No doubt the best conditions are no wind, unless it suits the course,
headwind downhill, tailwind uphill, and all cross winds slow you down.

rgds, sreten.

* Or continual tension in the body, doing something it usually can
do quite relaxed normally, and is not used to continual adjustment.

The obvious thing I missed is that at 10mph into a 20 mph wind
with the low gearing I'm producing enough torque to overcome the
30mph effective drag, I haven't a hope in hell of producing that sort
of torque with a gearing that would allow me to do 30mph in still air.

This thread is mildly confusing in the sense that I feel like I'm in math class and got bored. With that said, in a nutshell, if there is a 20mph tailwind vs a 20mph headwind, do they even out or will you still exert much more going into the headwind than going with the tail wind?

It just seems like that when I ride on a windy day, i'm much more tired than the same ride on a still day but I would have thought that the going against vs going with would have evened out but it doesn't seem like that.

Hi,

Generally wind always makes things harder.

They don't even out, the fastest on a flat course there and back
is always no wind. All wind slows you down on a flat course.

But if you have a course where there and back is uphill / downhill
then a suitable wind can make you faster than no wind at all.

rgds, sreten.

You never braak even when wind is involved. Since wind resistance is proportional to the square of the (wind) speed the handicap of a headwind where your speed added is always much larger then the benefit gained when your speed is subtracted.

Skipping the details, imagine you ride 15mph up and down in a 5mph wind.

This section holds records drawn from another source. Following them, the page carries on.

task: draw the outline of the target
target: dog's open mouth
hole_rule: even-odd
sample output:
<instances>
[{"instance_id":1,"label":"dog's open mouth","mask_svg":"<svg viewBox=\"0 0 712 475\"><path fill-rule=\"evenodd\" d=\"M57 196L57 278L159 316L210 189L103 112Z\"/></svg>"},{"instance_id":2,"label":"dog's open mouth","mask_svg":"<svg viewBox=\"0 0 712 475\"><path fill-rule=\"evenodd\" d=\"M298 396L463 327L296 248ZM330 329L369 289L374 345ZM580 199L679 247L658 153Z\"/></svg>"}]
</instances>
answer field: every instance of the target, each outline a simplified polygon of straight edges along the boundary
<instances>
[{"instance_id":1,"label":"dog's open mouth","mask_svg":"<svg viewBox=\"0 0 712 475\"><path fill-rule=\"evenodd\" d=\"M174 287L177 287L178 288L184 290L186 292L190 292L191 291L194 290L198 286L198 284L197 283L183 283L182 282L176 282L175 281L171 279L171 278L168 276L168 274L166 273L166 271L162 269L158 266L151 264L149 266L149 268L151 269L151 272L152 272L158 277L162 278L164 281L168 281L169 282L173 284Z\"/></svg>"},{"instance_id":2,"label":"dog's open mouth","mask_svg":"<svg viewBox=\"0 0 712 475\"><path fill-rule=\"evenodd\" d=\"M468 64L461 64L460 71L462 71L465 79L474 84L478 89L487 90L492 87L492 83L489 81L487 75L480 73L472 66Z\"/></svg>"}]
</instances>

In still air at 15mph the drag factor would be 225x. Going upwind it jumps to 400x (a big penalty for only 5mph wind speed). When you reverse and go downwind the effective speed drops to 10mph for a drag factor of 100x.

So upwind you're penalized by 175 force units, but downwind you only get back 125.

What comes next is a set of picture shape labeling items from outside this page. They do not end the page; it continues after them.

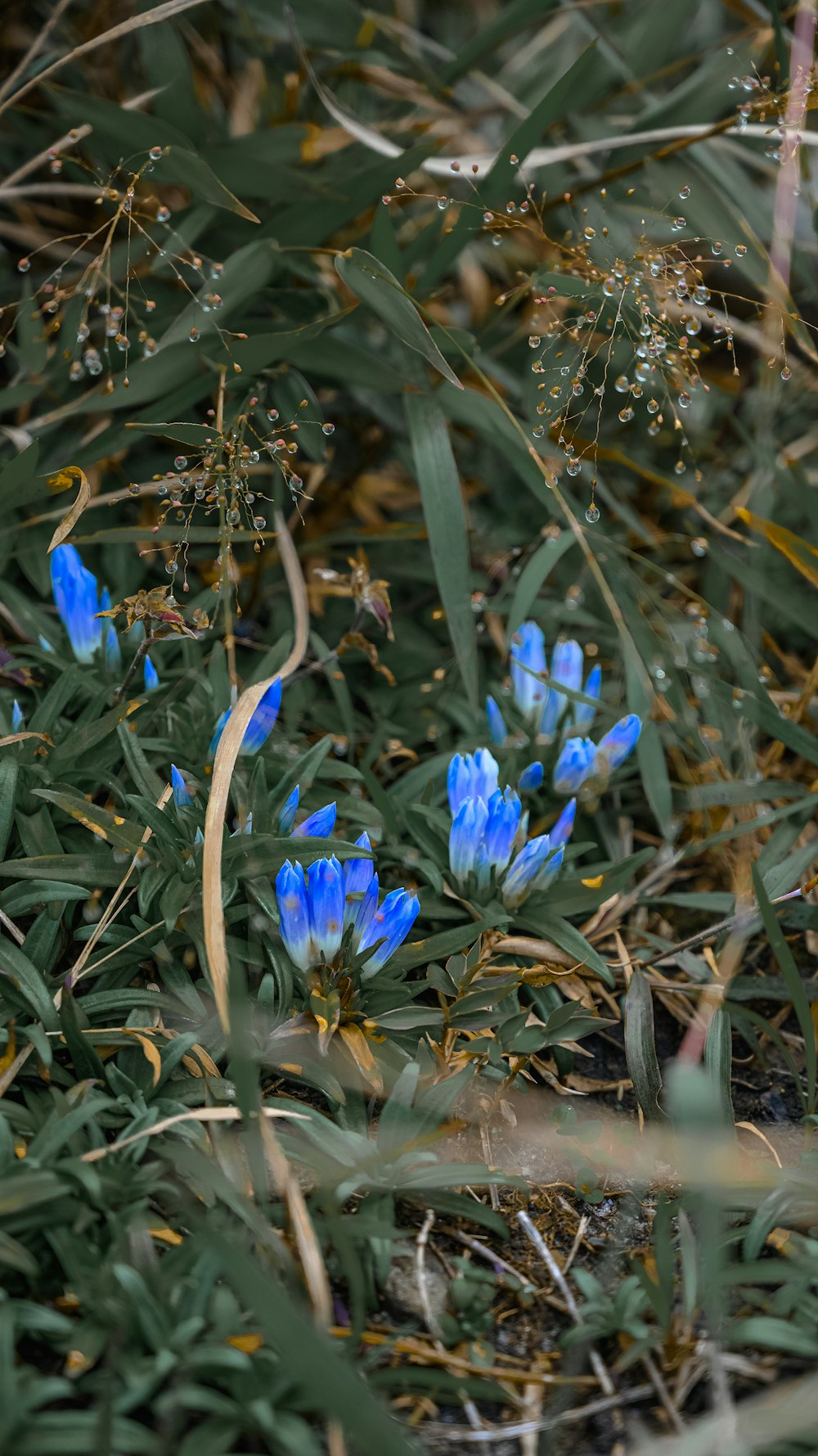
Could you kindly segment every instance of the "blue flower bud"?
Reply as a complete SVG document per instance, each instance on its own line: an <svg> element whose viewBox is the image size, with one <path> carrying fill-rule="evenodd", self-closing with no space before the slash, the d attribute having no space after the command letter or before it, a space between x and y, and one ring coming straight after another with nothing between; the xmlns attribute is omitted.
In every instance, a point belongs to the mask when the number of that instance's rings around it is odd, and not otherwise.
<svg viewBox="0 0 818 1456"><path fill-rule="evenodd" d="M464 884L477 862L477 849L489 817L485 799L463 799L448 833L448 863L458 884Z"/></svg>
<svg viewBox="0 0 818 1456"><path fill-rule="evenodd" d="M263 695L261 703L255 709L253 716L250 718L245 729L245 737L242 740L242 747L239 750L243 757L249 757L252 753L258 753L262 744L266 743L269 734L272 732L275 719L278 718L279 708L281 708L281 678L277 677L275 681L271 683L271 686L268 687L266 693ZM224 732L231 711L233 711L231 708L226 708L215 725L215 731L210 741L208 759L215 757L218 741L221 738L221 734Z"/></svg>
<svg viewBox="0 0 818 1456"><path fill-rule="evenodd" d="M511 859L514 839L520 826L520 799L514 789L507 788L505 794L495 789L488 802L488 817L485 828L485 863L491 869L505 869ZM482 849L483 846L480 846ZM477 853L477 869L480 868L480 853ZM477 881L480 875L477 875ZM488 875L486 875L488 884Z"/></svg>
<svg viewBox="0 0 818 1456"><path fill-rule="evenodd" d="M51 552L51 590L77 662L90 662L102 645L99 591L76 546L55 546Z"/></svg>
<svg viewBox="0 0 818 1456"><path fill-rule="evenodd" d="M394 954L399 945L409 935L409 930L418 919L421 910L418 897L410 890L392 890L384 903L378 910L374 911L364 935L361 936L361 951L368 949L381 936L386 936L383 945L368 958L364 965L364 977L373 976L380 971L381 965L386 965L390 955Z"/></svg>
<svg viewBox="0 0 818 1456"><path fill-rule="evenodd" d="M293 789L293 794L284 801L281 811L278 814L278 833L288 834L295 823L295 814L298 811L298 799L301 798L301 789L298 785Z"/></svg>
<svg viewBox="0 0 818 1456"><path fill-rule="evenodd" d="M361 849L371 849L370 836L367 833L361 834L357 840ZM344 860L344 929L349 925L355 927L357 932L362 929L362 919L365 909L373 911L374 906L371 903L365 907L364 897L370 888L373 879L377 881L376 866L371 859L346 859ZM376 900L377 906L377 884L376 884ZM371 897L370 897L371 901Z"/></svg>
<svg viewBox="0 0 818 1456"><path fill-rule="evenodd" d="M188 789L188 785L175 763L170 764L170 783L173 785L173 802L178 810L183 810L188 804L194 802L191 791Z"/></svg>
<svg viewBox="0 0 818 1456"><path fill-rule="evenodd" d="M517 780L517 788L521 791L521 794L531 794L534 789L540 788L541 782L543 782L543 764L530 763L525 769L523 769L523 773Z"/></svg>
<svg viewBox="0 0 818 1456"><path fill-rule="evenodd" d="M502 744L508 737L508 729L505 727L505 718L502 716L495 699L486 697L486 718L489 721L489 738L492 743Z"/></svg>
<svg viewBox="0 0 818 1456"><path fill-rule="evenodd" d="M316 812L310 814L310 817L306 818L303 824L298 824L298 828L293 830L291 837L326 839L327 834L332 834L332 830L335 827L336 812L338 810L335 808L335 804L325 804L323 810L316 810Z"/></svg>
<svg viewBox="0 0 818 1456"><path fill-rule="evenodd" d="M589 738L568 738L555 767L557 794L576 794L594 766L594 744Z"/></svg>
<svg viewBox="0 0 818 1456"><path fill-rule="evenodd" d="M502 901L509 910L523 903L550 852L547 834L523 846L502 884Z"/></svg>
<svg viewBox="0 0 818 1456"><path fill-rule="evenodd" d="M278 900L281 939L287 946L290 960L306 971L313 958L313 945L310 938L307 881L298 860L293 865L287 859L278 871L275 877L275 897Z"/></svg>
<svg viewBox="0 0 818 1456"><path fill-rule="evenodd" d="M159 687L159 673L156 671L156 667L153 665L147 652L146 652L144 678L146 678L146 693L153 693L154 687Z"/></svg>
<svg viewBox="0 0 818 1456"><path fill-rule="evenodd" d="M568 702L565 695L557 692L556 684L569 687L573 693L578 693L582 687L582 648L579 642L573 642L573 639L557 642L552 655L550 684L541 727L541 732L547 734L549 738L555 732Z"/></svg>
<svg viewBox="0 0 818 1456"><path fill-rule="evenodd" d="M600 738L597 744L597 767L600 772L613 773L624 763L627 756L633 753L639 734L642 732L642 721L638 713L629 713L627 718L620 718L617 724L613 725L610 732Z"/></svg>
<svg viewBox="0 0 818 1456"><path fill-rule="evenodd" d="M511 639L511 681L514 697L524 718L536 718L537 728L546 700L546 686L533 673L546 671L546 639L536 622L523 622Z"/></svg>
<svg viewBox="0 0 818 1456"><path fill-rule="evenodd" d="M569 799L565 805L560 817L552 830L549 830L549 839L552 842L552 849L562 849L568 844L573 830L573 820L576 818L576 799Z"/></svg>
<svg viewBox="0 0 818 1456"><path fill-rule="evenodd" d="M591 668L588 677L585 678L585 697L592 697L595 702L600 699L600 689L603 686L603 668L597 662ZM579 731L588 728L594 718L597 716L597 709L591 703L575 703L573 705L573 724Z"/></svg>
<svg viewBox="0 0 818 1456"><path fill-rule="evenodd" d="M335 855L310 865L307 890L313 943L325 961L332 961L344 935L344 872Z"/></svg>
<svg viewBox="0 0 818 1456"><path fill-rule="evenodd" d="M491 799L499 782L496 759L488 748L476 753L456 753L448 764L448 807L453 814L463 799Z"/></svg>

That's in a perfect world, but as anybody who spends much time riding in wind can tell you, the world is anything but perfect. So after you fight a headwind all morning, and get psyched for that easy ride home, the wind also reverses an it's another tough stretch up wind. Nobody likes hills but at least they play fair and stay put.

No, we didn't forget that, in fact Prathmann stated it explicitly in posts 5 and 13 in this thread.

BTW your maths is wrong, Prathmann's second answer (20.8) is correct, = cube root (30 x 30 x 10)

Let's say you are fighting a headwind on the way out and average 10 MPH. On the way back, the tail wind helps you average 20 MPH. It will take you twice as long on the first leg as it will on the second so you will spend twice as long fighting the wind as you will having it help you.

Doh! I wasn't paying attention. My bad. In still wind, power to overcome drag goes as the cube of the road (hence wind) speed. If there is wind, it gets slightly more arithmetically complicated.

That's OK. I ran the problem in my head over breakfast coffee, and dropped a factor, so while my instincts were right, my math was off and my answer was close, but no cigar.